Not even when its FBI claims that anxious and enthusiastic mothers at school boards are akin to domestic terrorists or that traditional Catholics are behaving suspiciously.

Customer Choice

New Mexico’s Progressive-Democrat Governor Michelle Lujan Grisham has gotten to be enacted rules mandating battery cars and trucks in New Mexico.

Starting in calendar year 2026, 43% of all new passenger cars and light-duty trucks shipped to New Mexico auto dealerships by national auto manufacturers must be zero emission vehicles. Similarly, beginning in calendar year 2026, 15% of all new commercial heavy-duty trucks shipped to New Mexico auto dealerships by national auto manufacturers must be zero emission vehicles. These percentages gradually increase over time.

“Increase over time:” by 2031, those 43% rise to 82%. By 2034, the minima for Ford F-250, Ford F-450, and tractor-trailer type trucks rise to 55%, 75%, and 40%, respectively.

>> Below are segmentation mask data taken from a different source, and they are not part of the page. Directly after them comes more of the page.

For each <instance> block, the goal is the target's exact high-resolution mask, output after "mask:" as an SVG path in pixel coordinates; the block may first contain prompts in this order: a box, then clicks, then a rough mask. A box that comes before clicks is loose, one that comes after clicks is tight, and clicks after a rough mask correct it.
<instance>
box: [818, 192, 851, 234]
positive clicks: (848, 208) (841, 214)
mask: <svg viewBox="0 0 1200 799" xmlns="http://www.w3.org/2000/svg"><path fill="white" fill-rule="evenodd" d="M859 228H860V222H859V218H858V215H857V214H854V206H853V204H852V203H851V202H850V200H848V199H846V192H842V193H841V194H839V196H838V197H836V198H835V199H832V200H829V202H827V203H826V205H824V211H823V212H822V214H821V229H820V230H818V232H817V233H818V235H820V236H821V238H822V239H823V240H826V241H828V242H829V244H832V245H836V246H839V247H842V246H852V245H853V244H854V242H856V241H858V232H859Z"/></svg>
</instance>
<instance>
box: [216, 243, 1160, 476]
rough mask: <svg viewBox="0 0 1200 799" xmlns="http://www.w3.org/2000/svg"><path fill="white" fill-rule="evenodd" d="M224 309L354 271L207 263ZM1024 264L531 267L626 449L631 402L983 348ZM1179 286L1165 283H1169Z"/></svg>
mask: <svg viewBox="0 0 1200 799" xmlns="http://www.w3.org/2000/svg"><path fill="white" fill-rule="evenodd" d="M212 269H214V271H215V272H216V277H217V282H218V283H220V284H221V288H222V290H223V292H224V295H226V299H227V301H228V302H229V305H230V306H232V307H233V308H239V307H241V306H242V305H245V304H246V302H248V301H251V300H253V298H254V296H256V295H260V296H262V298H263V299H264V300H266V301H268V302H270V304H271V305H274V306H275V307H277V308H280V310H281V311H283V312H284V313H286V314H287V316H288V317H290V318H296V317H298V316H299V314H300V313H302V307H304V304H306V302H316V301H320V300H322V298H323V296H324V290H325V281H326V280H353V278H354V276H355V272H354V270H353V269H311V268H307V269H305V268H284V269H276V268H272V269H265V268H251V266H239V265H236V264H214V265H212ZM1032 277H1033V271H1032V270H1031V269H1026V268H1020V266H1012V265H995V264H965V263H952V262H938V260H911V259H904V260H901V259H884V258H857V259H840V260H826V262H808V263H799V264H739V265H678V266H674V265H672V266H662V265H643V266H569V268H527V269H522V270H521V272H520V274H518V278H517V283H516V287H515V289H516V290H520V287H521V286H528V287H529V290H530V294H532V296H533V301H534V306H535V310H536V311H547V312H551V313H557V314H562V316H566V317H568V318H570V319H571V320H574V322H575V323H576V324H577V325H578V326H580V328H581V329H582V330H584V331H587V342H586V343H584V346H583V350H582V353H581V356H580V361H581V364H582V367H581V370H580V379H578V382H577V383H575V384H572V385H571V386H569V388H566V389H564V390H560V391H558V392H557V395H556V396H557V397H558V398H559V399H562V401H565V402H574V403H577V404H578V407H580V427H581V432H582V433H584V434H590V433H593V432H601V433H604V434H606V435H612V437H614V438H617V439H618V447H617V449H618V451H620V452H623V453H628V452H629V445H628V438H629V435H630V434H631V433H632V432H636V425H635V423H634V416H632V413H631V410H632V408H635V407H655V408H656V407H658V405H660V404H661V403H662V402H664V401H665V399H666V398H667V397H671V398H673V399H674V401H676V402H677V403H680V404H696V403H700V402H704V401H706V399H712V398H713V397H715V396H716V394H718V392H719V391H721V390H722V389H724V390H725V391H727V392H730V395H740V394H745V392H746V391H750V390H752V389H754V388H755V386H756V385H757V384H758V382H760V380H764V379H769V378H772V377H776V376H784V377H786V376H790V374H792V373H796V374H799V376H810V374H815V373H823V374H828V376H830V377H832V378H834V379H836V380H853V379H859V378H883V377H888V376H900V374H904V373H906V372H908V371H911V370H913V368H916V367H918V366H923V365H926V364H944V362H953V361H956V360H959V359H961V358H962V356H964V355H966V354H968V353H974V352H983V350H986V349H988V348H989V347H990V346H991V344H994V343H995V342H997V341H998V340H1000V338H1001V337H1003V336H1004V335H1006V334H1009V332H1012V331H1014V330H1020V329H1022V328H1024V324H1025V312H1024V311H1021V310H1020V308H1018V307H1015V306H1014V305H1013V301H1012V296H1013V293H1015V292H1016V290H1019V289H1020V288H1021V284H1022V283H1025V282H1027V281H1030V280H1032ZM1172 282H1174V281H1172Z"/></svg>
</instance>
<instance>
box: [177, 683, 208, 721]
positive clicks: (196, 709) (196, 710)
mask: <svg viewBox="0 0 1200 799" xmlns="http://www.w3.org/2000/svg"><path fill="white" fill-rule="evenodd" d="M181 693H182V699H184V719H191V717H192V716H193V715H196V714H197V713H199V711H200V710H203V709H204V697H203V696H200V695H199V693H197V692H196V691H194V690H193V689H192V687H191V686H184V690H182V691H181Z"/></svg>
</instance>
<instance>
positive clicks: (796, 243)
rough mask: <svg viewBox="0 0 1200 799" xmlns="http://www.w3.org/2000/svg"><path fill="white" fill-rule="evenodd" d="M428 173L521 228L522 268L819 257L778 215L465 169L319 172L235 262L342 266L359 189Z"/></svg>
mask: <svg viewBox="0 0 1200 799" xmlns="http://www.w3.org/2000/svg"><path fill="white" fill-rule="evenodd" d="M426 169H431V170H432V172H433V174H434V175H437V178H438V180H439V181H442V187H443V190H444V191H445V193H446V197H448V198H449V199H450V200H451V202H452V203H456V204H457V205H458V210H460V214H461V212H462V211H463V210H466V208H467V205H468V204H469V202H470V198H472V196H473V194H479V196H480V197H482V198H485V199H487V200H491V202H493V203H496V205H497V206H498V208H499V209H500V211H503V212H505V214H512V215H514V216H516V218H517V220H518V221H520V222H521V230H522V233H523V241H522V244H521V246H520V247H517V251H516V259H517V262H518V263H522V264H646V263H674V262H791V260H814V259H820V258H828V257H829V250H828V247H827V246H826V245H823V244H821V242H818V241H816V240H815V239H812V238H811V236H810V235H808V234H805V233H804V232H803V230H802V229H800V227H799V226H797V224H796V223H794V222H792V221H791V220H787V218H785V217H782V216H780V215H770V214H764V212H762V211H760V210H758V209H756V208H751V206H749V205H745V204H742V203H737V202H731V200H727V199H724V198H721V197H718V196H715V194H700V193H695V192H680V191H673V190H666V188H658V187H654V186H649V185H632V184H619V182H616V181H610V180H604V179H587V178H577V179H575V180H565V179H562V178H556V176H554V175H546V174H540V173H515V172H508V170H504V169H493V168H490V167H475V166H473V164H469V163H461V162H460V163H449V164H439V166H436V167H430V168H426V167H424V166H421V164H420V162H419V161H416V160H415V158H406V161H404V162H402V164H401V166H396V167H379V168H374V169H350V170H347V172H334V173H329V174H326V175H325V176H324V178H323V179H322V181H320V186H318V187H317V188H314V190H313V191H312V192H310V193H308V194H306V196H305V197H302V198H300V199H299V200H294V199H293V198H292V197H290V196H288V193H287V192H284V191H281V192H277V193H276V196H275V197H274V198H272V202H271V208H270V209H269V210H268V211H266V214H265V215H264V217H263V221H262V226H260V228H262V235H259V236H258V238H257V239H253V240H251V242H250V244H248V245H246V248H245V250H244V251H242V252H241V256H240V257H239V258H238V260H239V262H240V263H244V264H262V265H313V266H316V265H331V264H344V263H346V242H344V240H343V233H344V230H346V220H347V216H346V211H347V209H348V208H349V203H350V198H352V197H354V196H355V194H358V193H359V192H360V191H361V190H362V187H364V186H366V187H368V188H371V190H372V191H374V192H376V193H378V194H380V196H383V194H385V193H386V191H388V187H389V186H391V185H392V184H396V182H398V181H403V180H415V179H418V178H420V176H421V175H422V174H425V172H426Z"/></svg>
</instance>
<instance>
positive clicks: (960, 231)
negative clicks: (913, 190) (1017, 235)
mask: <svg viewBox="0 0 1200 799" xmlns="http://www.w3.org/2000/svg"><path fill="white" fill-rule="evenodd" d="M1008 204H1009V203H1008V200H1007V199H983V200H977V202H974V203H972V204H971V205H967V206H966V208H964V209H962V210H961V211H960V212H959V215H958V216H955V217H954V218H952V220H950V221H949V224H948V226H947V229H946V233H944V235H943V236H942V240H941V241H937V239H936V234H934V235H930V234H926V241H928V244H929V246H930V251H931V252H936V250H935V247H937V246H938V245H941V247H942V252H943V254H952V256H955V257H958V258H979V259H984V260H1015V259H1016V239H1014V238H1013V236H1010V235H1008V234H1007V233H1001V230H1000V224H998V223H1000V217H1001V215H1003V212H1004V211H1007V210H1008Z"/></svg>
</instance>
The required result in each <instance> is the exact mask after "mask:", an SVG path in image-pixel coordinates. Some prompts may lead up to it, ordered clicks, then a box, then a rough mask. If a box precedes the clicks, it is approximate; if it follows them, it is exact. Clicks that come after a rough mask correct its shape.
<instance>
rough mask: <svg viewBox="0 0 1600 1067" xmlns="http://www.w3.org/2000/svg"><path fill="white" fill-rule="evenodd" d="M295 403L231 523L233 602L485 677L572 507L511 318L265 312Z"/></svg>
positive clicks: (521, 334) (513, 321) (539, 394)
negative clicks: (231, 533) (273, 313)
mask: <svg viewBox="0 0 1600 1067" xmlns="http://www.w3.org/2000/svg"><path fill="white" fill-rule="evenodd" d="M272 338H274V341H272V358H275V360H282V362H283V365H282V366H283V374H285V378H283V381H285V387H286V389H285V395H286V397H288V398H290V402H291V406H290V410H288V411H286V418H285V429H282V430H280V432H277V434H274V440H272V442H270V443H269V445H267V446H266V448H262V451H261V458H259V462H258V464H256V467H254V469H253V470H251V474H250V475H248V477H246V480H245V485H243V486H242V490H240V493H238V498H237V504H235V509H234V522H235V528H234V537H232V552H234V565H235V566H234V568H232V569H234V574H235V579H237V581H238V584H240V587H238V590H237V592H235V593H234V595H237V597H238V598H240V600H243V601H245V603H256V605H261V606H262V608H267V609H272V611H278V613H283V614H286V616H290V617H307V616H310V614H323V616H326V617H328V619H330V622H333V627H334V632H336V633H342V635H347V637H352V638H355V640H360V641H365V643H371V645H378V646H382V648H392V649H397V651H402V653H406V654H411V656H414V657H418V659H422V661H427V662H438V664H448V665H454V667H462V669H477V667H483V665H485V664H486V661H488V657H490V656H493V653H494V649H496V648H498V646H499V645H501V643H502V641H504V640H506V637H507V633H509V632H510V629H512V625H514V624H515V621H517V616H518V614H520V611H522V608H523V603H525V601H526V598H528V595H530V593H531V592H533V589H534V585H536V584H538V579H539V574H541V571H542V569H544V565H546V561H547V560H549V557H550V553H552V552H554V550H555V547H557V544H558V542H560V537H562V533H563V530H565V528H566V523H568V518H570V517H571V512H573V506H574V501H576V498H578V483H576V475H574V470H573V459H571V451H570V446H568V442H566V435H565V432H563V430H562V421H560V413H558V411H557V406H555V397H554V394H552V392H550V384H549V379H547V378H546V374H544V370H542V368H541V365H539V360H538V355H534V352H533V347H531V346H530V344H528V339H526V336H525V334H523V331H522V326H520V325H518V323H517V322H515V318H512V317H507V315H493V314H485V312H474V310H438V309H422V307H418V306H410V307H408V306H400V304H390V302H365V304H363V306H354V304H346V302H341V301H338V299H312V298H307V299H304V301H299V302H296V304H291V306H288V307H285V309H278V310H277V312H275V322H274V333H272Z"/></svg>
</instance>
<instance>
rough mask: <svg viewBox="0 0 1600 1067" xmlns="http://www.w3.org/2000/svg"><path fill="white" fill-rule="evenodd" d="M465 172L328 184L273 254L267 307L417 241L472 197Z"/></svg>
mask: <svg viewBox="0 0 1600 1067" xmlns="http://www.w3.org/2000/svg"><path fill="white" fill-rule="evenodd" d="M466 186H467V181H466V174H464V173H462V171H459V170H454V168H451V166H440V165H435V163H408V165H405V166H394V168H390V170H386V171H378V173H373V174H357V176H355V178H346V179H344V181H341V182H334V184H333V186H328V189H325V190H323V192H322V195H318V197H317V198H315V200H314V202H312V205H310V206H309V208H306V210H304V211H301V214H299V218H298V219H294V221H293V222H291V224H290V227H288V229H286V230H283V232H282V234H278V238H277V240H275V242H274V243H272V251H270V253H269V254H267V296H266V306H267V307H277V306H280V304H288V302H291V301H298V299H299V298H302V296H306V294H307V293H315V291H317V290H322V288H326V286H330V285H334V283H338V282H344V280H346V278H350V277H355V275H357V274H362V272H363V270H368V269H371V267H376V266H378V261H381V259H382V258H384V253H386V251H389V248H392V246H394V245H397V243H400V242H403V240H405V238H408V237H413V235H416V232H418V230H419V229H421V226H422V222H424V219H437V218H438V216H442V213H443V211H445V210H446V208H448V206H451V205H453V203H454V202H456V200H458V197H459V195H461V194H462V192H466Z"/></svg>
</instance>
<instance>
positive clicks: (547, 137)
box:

Disingenuously, Lujan Grisham says regarding those limits on choice,

The adoption of these rules is a victory for customer choice….

That’s the Progressive-Democrat’s definition of customer choice: the State taking on the burden of choosing, thereby relieving its subjects citizens of that burden.

No. I decline to use Lujan Grisham’s Newspeak Dictionary. I’ll stay with American English dictionaries and their definitions of “customer choice:” us ordinary Americans acting on our own selections.

That choice is clear, too, for the good citizens of New Mexico, who’ve already made theirs: less than 1% of the 650,000 vehicles registered in New Mexico, despite tax credits, are EVs. Those good citizens do, however, need to select better at the next ballot box.